Европейские мины и контрмины — страница 17 из 130

Вильгельм одобрительно кивнул головой.

— Кого бы вы предложили? — спросил он.

— Генерал-лейтенанта фон Гебена, — отвечал Мольтке, не колеблясь ни минуты.

— Гебен… Гебен… Да, именно такой человек, какой нужен. В нём есть что-то от вас, дорогой Мольтке, — сказал король.

— Он рассудителен, как муж, и отважен, как юноша, — отвечал генерал спокойно. — Конечно, надо полностью приготовить мобилизацию и назначить дислокацию таким образом, чтобы в случае войны мы немедленно вступили бы во Францию.

— Мольтке знает своё дело! — сказал моранх, дружески глядя на серьёзное лицо генерала.

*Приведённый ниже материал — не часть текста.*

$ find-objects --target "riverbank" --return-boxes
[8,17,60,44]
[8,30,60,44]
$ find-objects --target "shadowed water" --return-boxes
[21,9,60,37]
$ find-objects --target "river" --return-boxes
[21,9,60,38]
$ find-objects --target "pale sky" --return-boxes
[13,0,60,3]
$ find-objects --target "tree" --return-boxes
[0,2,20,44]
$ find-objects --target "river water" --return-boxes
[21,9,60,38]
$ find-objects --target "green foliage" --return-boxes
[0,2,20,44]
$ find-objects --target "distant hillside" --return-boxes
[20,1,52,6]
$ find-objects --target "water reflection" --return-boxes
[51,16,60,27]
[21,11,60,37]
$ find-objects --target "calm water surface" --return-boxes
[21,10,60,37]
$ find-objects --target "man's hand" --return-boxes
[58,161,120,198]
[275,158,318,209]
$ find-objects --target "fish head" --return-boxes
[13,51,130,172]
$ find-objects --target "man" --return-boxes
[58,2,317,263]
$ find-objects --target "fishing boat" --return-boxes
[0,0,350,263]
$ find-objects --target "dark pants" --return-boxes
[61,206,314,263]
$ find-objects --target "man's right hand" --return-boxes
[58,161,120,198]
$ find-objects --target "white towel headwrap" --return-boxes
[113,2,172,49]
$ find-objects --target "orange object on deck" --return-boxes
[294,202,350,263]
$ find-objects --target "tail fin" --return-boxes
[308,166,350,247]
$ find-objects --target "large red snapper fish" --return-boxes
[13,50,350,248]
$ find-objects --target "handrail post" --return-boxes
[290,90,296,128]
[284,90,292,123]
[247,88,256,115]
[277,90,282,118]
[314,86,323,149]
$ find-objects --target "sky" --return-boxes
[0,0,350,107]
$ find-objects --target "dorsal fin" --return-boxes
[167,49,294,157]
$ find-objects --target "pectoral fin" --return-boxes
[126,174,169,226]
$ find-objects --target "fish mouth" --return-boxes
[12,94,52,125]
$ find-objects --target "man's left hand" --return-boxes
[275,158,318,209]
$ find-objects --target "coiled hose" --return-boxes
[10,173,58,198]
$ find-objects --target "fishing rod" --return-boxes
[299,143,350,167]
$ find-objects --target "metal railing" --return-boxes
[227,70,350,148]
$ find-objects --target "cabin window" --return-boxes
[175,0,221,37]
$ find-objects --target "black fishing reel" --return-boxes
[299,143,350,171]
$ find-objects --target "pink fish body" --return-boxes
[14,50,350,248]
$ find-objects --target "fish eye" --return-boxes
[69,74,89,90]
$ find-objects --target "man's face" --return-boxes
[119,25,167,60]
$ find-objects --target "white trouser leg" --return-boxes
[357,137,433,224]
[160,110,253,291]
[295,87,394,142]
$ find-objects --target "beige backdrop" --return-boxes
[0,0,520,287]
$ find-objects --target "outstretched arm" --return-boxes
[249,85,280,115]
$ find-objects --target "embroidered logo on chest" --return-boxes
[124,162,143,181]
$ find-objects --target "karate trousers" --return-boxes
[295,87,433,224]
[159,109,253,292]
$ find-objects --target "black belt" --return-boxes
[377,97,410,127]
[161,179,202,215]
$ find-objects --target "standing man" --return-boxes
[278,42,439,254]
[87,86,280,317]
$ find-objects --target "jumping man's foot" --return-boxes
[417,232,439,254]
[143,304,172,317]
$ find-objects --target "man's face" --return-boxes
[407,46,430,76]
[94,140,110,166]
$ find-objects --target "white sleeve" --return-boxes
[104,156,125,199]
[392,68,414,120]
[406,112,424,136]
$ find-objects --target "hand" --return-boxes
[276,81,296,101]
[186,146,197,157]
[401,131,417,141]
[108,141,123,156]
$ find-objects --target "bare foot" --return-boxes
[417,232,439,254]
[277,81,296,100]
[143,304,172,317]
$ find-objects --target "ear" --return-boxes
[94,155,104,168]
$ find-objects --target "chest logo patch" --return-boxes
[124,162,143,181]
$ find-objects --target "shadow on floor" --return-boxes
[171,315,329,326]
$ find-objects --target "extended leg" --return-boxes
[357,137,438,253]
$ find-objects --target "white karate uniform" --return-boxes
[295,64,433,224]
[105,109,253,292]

— Это не чрезмерная самоуверенность и не дерзость, ваше величество, — отвечал Мольтке твёрдо. — Французская армия преобразовывается, а это самое худшее время для того, чтобы поставить её на военную ногу. Кроме того, как я думаю, там не вполне способны понять тактику современного ведения войны, и потому я уверен в своём успехе. Если должна произойти война, то пусть лучше она начнётся сегодня, а не завтра, ибо чем позже это случится, тем больше времени будет иметь маршал Ниэль — единственный французский полководец-организатор, чтобы осуществить свои мысли и планы.

— Во Франции, — сказал король задумчиво, — не щадят трудов для того, чтобы реформировать армию и воспользоваться нашим опытом.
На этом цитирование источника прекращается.